Das saw journalism as a means to educate the masses even though they were illiterate. He initially accepted a role editing Asha, a newspaper published in Berhampur, but found it to be too constraining. Thus, in 1919, he started a weekly newspaper called The Samaja, based at the school campus. This was more successful than the literary journal and became a daily publication in 1927 and eventually a significant media presence for Indian nationalists. The writing style was intentionally simplistic.

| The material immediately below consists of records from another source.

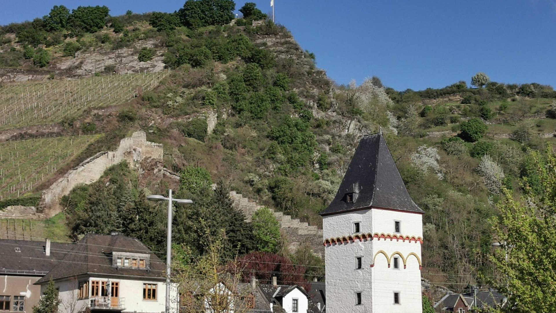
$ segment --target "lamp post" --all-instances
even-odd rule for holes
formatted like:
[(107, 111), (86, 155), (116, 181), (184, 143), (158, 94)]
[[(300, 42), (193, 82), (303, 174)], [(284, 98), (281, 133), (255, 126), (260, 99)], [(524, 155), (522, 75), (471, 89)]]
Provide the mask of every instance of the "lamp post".
[(172, 202), (178, 204), (191, 204), (193, 201), (188, 199), (173, 199), (172, 189), (168, 191), (168, 198), (158, 194), (147, 196), (152, 201), (168, 201), (168, 233), (166, 238), (166, 313), (170, 313), (170, 266), (172, 260)]

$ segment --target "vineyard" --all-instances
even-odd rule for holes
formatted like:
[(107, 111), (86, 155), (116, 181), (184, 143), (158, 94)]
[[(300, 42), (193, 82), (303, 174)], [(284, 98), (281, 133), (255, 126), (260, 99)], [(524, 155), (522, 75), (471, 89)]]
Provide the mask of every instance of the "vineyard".
[(53, 174), (102, 135), (0, 143), (0, 200), (19, 197)]
[(165, 73), (103, 76), (0, 85), (0, 130), (59, 122), (86, 109), (120, 104), (158, 85)]

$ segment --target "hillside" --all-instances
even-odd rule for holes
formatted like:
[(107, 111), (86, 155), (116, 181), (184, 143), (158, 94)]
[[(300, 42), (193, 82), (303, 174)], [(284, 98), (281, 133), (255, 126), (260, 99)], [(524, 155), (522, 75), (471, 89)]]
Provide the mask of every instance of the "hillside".
[[(197, 222), (214, 231), (225, 220), (232, 229), (225, 236), (227, 255), (247, 253), (256, 248), (237, 243), (250, 242), (245, 229), (251, 226), (233, 219), (242, 221), (241, 214), (220, 209), (230, 207), (229, 192), (320, 227), (318, 213), (335, 194), (359, 139), (381, 129), (410, 194), (426, 213), (423, 276), (463, 290), (479, 273), (492, 275), (488, 256), (495, 238), (488, 219), (496, 214), (499, 187), (519, 193), (522, 179), (532, 178), (528, 149), (556, 141), (552, 87), (489, 81), (474, 88), (460, 81), (398, 91), (378, 77), (339, 86), (282, 26), (252, 26), (244, 18), (184, 26), (160, 14), (107, 13), (101, 27), (88, 32), (48, 30), (39, 21), (2, 27), (0, 66), (23, 74), (10, 70), (0, 77), (6, 113), (0, 138), (10, 140), (0, 144), (6, 150), (0, 186), (3, 198), (10, 198), (0, 207), (27, 203), (23, 196), (39, 194), (87, 158), (115, 150), (121, 139), (142, 130), (148, 141), (162, 144), (162, 165), (181, 173), (181, 181), (111, 168), (62, 200), (59, 216), (68, 218), (59, 220), (70, 237), (127, 230), (160, 247), (163, 214), (144, 196), (171, 187), (177, 197), (201, 203), (177, 210), (177, 242), (201, 253), (205, 239)], [(48, 62), (41, 62), (47, 54)], [(80, 140), (73, 151), (67, 148), (68, 140), (76, 144), (72, 138)], [(53, 144), (61, 151), (52, 153), (56, 164), (43, 170), (37, 164), (48, 154), (42, 149)], [(487, 166), (498, 174), (478, 171)], [(127, 215), (132, 211), (144, 224)], [(289, 255), (287, 246), (282, 239), (279, 252)]]

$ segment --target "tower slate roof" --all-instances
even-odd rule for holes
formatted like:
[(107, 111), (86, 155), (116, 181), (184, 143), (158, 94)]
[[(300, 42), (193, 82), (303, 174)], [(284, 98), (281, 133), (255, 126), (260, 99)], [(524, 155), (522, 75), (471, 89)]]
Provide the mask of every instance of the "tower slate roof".
[[(351, 202), (348, 200), (348, 196)], [(356, 211), (371, 207), (425, 213), (408, 193), (381, 134), (361, 139), (336, 197), (320, 214)]]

Das had been persuaded to join the Lok Sevak Mandal (Servants of the People Society) some time after meeting Lala Lajpat Rai at a session of Congress in 1920 and the newspaper became a means of promoting it, although operated independently. He served as editor until his death, at which time he bequeathed it to the Society.

==Published literary works==

- Karakabita
- Bandira Atmakatha Translated as The prisoner's autobiography
- Das, Gopabandhu (1946). "Dhramapada"
- Das, Gopabandhu (1986). "Abakasa-cinta"
- Das, Gopabandhu (2013). "Correspondence of Pandit Gopabandhu = Dāse āpaṇeṅka ciṭhipatra"
- Das, G. (1976). "Gopabandhu racanābaḷī: Śikshā, śikshaka, o chātra"

== Death ==
Gopabandhu became All India Vice-president of the Lok Sevak Mandal in April 1928. He became ill while attending a society meeting in Lahore and died on 17 June 1928.

Brahmananda Satapathy, a professor of political science, has said of Das that "His crusade against untouchability, advocacy of widow
remarriage, campaign for literacy, new model of education, stress on both rights and duties, emphasis on women education, particularly vocational training and above all a deep commitment and compassion for poor and destitutes have immortalised him in Orissa and India".